Megan Thee Stallion is in for a big lesson when it comes to finance and contracts. March 1, Megan shared a video via Instagram dishing her contract details with 1501 Entertainment, and its CEO Carl Crawford, who’s an ex Major League Baseball player. She stated that she didn’t understand or know the verbiage that was in the contract that she signed at 20 years of age (now 25), and when she finally got a real management team with lawyers through her management deal with Roc Nation, they brought the details up to see if she understood the terms. She stated she didn’t and wanted to renegotiate. The label isn’t in favor of her releasing new music but is being sued by the artist who is seeking the termination of her contract and a temporary restraining order that has been granted by a judge in Harris County, Texas, to allow her to release new music.

Megan has accused the defendants of common law fraud, breach of contract, fraudulent inducement, fraud by non-disclosure, tortious interference with prospective business relations, violation of the Deceptive Trade Practices Consumer Protection Act, negligent misrepresentation, breach of fiduciary duty and negligence. The plaintiff is seeking a temporary and permanent injunction and a declaration that her contract is “unconscionable, unenforceable and/or void.”, according to the court documents obtained by E! News.  The restraining order will expire March 16, 2020 at 11:59 PM.

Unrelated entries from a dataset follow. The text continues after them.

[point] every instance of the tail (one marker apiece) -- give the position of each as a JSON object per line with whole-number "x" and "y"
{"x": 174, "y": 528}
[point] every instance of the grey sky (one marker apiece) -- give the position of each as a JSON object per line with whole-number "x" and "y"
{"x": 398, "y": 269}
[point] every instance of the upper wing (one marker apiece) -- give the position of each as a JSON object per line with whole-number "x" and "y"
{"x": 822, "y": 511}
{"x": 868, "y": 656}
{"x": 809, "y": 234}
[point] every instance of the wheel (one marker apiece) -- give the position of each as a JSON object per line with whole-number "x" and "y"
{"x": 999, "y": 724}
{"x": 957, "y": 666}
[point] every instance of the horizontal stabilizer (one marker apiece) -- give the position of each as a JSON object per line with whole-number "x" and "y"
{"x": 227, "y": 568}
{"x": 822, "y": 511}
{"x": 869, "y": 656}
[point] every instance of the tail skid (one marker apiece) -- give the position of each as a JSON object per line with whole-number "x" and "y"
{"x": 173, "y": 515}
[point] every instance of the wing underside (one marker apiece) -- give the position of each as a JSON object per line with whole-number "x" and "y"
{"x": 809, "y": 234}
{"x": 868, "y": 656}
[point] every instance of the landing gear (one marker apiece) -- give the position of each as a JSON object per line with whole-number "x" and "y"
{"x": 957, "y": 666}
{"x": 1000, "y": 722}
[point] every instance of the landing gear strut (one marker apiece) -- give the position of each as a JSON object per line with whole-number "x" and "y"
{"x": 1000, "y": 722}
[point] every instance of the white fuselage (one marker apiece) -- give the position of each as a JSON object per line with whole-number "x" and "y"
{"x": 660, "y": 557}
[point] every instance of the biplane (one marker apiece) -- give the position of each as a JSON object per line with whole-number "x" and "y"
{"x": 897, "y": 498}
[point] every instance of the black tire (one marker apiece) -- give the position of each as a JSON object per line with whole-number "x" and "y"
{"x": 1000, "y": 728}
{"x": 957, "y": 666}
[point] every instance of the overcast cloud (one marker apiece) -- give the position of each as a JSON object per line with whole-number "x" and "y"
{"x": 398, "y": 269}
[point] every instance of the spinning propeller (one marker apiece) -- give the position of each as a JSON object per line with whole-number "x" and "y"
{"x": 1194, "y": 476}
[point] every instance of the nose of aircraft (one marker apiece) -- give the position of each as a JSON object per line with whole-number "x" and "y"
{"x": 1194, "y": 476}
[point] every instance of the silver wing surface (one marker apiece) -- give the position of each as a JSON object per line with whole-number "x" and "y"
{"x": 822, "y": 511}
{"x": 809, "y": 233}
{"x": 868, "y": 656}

What can we learn from this?

It’s important to ask questions when negotiating agreements and understanding all the terms. If you can’t afford a lawyer, it’s important to consult with people in the industry. It’s better than signing something then later having to renege on your business deal.

Yes Megan was young, and I do side with her being taken advantage of because it’s a painful history of artist being incarcerated in deals that do not serve them but those who invest in their capital to record, release, promote, and distribute their art deserve a return (ROI). I hope that this situation can be worked out because everyone deserves an accurate return based on their investment.